PJ Harvey – I Inside the Old Year Dying
À l’instar de Thom Yorke, Geoff Barrow ou Nick Cave, PJ Harvey fait partie de ces artistes rares dont la discographie semble dépasser la simple accumulation de bons disques pour constituer une œuvre, au sens où on pourrait le dire des toiles de grands maîtres ou de ces films réalisés par des démiurges un peu misanthropes distillant leur génie au compte-goutte… on attend un nouveau Radiohead comme jadis on attendait un Nagisa Ōshima ou un Terrence Malick. On sait que l’attente sera un peu longue, que l’objet ne sera pas forcément aimable au premier abord, qu’il va falloir l’apprivoiser quelque peu, mais qu’il ne laissera pas indifférent.
Depuis Stories from the City, Stories from the Sea, son dernier disque de rock basique aux singles accrocheurs, PJ Harvey a préféré, à la voie royale que la critique et le public semblaient avoir tracée pour elle, celle d’une héritière de Patti Smith ou Chrissie Hynde, des chemins bien moins fréquentés. Après un Uh Uh Her conçu comme une série d’esquisses délibérément laissées inachevées, Polly Jean délaissa la guitare pour le piano sur un White Chalk que je me surprends régulièrement à trouver meilleur que dans mon souvenir, puis a passé les dix-quinze années suivantes à déjouer les pronostics, faisant mentir les wishful thinkers qui attendaient le retour à la forme rock des débuts. Quinze ans plus tard, on peut le dire : la PJ Harvey de Dry ou To Bring You My Love ne reviendra jamais. Ses aspirations sont ailleurs.
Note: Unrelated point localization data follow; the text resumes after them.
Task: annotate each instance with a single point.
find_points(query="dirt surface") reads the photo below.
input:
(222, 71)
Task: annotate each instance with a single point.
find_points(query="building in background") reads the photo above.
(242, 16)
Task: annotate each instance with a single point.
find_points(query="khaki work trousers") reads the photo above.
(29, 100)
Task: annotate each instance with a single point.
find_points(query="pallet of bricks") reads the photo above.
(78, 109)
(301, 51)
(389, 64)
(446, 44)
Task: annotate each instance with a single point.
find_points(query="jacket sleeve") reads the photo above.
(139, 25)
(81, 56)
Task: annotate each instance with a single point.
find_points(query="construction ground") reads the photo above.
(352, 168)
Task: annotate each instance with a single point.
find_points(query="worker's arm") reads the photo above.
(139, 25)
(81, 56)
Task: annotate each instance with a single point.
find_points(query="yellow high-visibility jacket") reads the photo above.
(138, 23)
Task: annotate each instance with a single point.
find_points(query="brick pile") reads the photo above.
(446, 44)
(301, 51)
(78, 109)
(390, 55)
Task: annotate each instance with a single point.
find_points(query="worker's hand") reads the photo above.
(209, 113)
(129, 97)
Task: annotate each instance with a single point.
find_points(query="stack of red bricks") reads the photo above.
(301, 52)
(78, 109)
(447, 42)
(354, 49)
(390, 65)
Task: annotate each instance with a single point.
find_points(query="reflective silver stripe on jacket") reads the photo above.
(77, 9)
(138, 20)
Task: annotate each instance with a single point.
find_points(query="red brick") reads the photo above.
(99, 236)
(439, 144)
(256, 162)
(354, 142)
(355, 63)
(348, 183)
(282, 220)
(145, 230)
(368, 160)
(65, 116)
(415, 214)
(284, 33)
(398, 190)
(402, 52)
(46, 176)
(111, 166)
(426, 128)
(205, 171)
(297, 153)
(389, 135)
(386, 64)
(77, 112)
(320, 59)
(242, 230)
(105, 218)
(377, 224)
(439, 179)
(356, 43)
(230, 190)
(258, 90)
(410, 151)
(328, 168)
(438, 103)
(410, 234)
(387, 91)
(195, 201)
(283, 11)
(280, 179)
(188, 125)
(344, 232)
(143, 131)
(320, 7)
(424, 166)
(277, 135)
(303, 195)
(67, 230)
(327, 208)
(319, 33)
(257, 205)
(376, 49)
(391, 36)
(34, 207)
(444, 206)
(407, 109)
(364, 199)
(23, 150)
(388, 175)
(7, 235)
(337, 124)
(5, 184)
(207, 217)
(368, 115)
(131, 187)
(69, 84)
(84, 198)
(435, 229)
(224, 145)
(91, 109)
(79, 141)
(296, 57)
Autrice d’un long poème narratif intitulé Orlam il y a deux ans, PJ Harvey décide d’en faire la base de son nouvel album, un peu comme elle avait utilisé certains textes de son livre avec Seamus Murphy, The Hollow of the Hand, pour The Hope Six Demolition Project. Harvey semble désormais progresser par concept et ne voit clairement plus ses disques comme de simples collections de chansons. Tout cela pourrait sembler un peu artificiel ou forcé si ça ne donnait pas son meilleur album depuis Let England Shake de 2011 mais aussi et surtout son plus viscéral depuis des lustres — là, je vous laisserai citer l’album qui vous touche le plus, moi ce serait sans doute Is This Desire? mais chacun peut mettre la barre où il veut…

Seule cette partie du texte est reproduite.